Soares vai mais longe e numa ameaça disfarçada de aviso diz: “É melhor demitirem-se agora enquanto ainda podem ir a pé para casa”, porque senão será tarde demais. Tarde demais para quê?

O que está em causa é saber com que legitimidade centenas de agentes das forças de segurança em manifestação se arrogam o direito de desautorizar os seus colegas em serviço, rompendo a barreira que os impedia de chegar à porta do Parlamento e depois, a dois passos da porta dizerem que não querem fazer mal, é só um aviso. Aviso de quê?

Acaso os agentes de segurança, capitaneados pelos organizadores do encontro das esquerdas nos estão a querer dizer que, daqui para a frente, ou é com as regras e acordo dos próprios ou acaba-se a democracia?

Será que o Dr. Soares, tão zeloso da independência, legitimidade e do respeito pelo Tribunal Constitucional, acha desprezível o papel das forças de segurança num Estado de Direito Democrático e, portanto, aplaude a manifestação de ontem? E achará ele que a legitimidade que tantas vezes o elegeu não é assim tão legítima quando elege aqueles com quem não concorda e, portanto, pode ser violada?

E as chamadas forças de segurança acharão, porventura, que alguém se sente protegido aos seus cuidados depois do espectáculo que deram aos portugueses?

É pena que, além da vida muito difícil que enfrentam, os portugueses juntem a isso o triste espectáculo de ontem à noite. Em democracia, é suposto que quem não está de acordo, sobretudo se tem responsabilidades políticas, apresente alternativas e a única que ontem ouvimos é demagógica e irrealista.
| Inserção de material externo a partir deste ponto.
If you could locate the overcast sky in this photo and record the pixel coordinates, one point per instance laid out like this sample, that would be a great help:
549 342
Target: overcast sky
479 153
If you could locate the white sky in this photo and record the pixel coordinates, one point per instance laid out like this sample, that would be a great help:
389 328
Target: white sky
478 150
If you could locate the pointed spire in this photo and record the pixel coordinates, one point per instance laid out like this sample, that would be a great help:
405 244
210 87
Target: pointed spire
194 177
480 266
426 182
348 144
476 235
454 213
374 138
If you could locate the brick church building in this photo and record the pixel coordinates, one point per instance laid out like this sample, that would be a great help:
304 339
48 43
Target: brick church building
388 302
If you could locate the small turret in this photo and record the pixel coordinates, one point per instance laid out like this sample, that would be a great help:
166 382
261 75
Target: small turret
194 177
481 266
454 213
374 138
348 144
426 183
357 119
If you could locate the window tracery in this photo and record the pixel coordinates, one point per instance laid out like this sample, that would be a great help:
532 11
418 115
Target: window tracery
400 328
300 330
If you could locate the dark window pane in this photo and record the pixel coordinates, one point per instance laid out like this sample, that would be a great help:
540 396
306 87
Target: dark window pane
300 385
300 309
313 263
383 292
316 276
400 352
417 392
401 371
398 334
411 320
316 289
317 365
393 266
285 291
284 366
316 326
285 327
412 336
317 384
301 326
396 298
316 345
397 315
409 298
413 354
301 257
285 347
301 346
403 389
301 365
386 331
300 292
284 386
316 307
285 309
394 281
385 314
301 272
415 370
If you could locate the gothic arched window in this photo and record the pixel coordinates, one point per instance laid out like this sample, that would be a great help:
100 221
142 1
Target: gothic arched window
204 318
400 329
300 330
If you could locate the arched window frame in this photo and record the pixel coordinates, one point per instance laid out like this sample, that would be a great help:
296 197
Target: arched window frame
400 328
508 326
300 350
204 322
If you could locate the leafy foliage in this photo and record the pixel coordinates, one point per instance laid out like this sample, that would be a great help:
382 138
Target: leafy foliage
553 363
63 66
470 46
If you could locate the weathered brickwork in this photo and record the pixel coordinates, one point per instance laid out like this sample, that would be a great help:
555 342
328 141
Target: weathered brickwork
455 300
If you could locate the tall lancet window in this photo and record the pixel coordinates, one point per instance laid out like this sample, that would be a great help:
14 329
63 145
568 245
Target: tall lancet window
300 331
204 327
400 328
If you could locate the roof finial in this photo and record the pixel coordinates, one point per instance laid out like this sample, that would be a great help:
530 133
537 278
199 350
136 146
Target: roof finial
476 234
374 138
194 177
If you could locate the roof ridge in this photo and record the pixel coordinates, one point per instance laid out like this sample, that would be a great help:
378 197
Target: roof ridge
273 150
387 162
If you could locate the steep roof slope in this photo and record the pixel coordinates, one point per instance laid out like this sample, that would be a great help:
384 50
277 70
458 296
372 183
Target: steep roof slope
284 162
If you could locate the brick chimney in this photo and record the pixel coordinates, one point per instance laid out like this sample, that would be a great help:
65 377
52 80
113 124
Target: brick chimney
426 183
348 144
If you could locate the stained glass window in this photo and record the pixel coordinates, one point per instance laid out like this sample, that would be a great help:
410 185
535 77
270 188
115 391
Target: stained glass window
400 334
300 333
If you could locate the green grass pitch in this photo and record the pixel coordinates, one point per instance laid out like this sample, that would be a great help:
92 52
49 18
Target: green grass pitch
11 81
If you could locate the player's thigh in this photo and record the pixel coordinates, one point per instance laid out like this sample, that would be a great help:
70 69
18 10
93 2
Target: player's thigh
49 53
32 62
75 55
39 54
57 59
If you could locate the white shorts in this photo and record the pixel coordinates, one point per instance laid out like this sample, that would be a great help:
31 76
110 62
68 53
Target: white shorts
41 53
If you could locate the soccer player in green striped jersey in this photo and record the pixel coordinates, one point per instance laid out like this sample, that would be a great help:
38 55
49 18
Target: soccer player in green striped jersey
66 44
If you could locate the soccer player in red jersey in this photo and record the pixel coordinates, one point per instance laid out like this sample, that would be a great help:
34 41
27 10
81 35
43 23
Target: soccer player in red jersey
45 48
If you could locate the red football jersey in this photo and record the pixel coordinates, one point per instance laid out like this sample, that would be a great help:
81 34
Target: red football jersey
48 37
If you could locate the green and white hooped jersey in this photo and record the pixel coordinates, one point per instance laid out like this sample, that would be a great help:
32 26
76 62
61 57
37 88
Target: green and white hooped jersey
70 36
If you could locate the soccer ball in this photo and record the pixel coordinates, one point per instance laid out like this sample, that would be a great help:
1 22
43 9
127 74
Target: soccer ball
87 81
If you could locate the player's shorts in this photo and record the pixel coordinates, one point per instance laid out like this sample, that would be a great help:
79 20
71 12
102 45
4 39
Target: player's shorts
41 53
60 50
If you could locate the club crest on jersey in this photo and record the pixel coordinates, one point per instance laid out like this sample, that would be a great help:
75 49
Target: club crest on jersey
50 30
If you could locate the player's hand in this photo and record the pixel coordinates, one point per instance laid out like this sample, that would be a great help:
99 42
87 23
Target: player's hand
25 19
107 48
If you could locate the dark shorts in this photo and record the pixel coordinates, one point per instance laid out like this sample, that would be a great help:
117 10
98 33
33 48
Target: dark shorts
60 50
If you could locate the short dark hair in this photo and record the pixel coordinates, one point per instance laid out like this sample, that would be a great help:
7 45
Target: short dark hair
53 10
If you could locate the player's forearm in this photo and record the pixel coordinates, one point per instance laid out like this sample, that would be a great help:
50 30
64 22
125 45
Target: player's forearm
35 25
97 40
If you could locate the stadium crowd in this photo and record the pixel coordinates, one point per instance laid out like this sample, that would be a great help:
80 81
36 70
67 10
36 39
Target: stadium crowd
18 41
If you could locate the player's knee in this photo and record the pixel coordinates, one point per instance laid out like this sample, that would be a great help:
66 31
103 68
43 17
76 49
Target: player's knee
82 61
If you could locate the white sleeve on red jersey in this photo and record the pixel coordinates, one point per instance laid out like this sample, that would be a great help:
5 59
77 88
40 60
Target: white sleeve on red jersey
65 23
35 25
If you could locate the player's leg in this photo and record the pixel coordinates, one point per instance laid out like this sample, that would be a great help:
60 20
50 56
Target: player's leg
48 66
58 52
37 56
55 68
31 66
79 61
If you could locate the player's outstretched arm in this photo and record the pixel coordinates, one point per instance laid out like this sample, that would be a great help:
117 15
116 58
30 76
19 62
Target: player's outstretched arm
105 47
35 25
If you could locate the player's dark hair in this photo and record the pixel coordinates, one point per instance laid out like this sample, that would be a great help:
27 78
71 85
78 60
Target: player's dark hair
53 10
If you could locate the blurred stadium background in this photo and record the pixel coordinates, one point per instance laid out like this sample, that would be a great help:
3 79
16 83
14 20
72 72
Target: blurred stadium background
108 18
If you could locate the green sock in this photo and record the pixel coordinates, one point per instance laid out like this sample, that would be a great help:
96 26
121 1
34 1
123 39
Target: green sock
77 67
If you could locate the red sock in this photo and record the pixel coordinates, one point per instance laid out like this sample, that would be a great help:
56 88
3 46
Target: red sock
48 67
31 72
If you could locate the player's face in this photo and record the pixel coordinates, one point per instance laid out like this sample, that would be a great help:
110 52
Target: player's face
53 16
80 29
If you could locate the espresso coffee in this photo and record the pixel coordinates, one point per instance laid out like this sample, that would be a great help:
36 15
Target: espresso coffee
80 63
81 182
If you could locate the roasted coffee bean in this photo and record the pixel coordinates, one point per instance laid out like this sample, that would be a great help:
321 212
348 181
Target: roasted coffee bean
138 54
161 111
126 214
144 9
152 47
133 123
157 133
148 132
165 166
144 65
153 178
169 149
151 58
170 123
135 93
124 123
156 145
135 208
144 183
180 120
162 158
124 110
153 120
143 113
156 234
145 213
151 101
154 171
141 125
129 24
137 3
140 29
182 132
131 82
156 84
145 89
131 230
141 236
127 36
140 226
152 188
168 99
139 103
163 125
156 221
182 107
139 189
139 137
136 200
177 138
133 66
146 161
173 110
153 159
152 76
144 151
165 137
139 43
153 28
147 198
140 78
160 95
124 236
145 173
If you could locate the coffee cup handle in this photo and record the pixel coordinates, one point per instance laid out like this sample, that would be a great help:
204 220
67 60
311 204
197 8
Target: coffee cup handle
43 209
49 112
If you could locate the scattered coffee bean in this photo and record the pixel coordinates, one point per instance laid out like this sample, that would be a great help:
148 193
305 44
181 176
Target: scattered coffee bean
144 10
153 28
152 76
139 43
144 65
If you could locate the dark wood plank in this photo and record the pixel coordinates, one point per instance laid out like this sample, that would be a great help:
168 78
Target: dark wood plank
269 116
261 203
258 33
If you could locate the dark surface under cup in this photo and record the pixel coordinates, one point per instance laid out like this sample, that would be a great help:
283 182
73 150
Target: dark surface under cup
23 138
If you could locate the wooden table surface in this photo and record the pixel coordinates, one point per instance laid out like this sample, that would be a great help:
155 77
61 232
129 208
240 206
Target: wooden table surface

Se, os que ontem se juntaram na Aula Magna, apenas têm para dizer ao país é “acabe-se com a austeridade porque a violência está à porta”, esse é o principal sinal de que o país vive uma gravíssima crise democrática, seguramente pior do que a crise económica e financeira.
  Raquel Abecasis (rr)


Também esta semana escreveu sobre Mário Soares, José António Saraiva: 

 (...) Outra coroa de louros de Soares tinha que ver com o modo como evitara a bancarrota em 1983, quando era primeiro-ministro, impondo (com a ajuda de Ernâni Lopes) uma corajosa política de austeridade.  
 Ora, as violentas críticas que agora faz à austeridade ofuscam de certo modo esse seu feito, lançando legítimas dúvidas sobre a convicção com que agiu naquela época.  Mas a história não acaba aqui.  A imagem de marca que Soares construiu no período escaldante do pós-25 de Abril foi  a de um político pragmático e moderado, que não embarca em aventuras e não se deixa tentar pelas ilusões revolucionárias, muito em voga nos meios intelectuais daquela época. Ora, a linguagem radical e descabelada que agora utiliza, e a participação em manifestações frentistas de braço dado com o PCP e o Bloco de Esquerda, está a apagar essa imagem moderada. Finalmente, em 1975, quando o PCP dominava a rua e promovia sucessivas manifestações para assustar e condicionar o Governo, Soares insurgiu-se contra o ‘poder popular’, afirmando o primado do voto nas urnas sobre as acções de rua, e bateu-se pela realização de eleições.  Ora, hoje afirma que o actual Governo, saído do voto, é «ilegítimo» – e valoriza sobretudo os desfiles nas ruas e as manifestações anárquicas de descontentamento.  
(...) Nessa tarefa de destruição sistemática colaboram jornalistas sem grandes escrúpulos que sabem que, quando lhe colocam um microfone à frente, Soares não resiste a falar e diz normalmente uma bojarda qualquer.  José António Saraiva (sol) 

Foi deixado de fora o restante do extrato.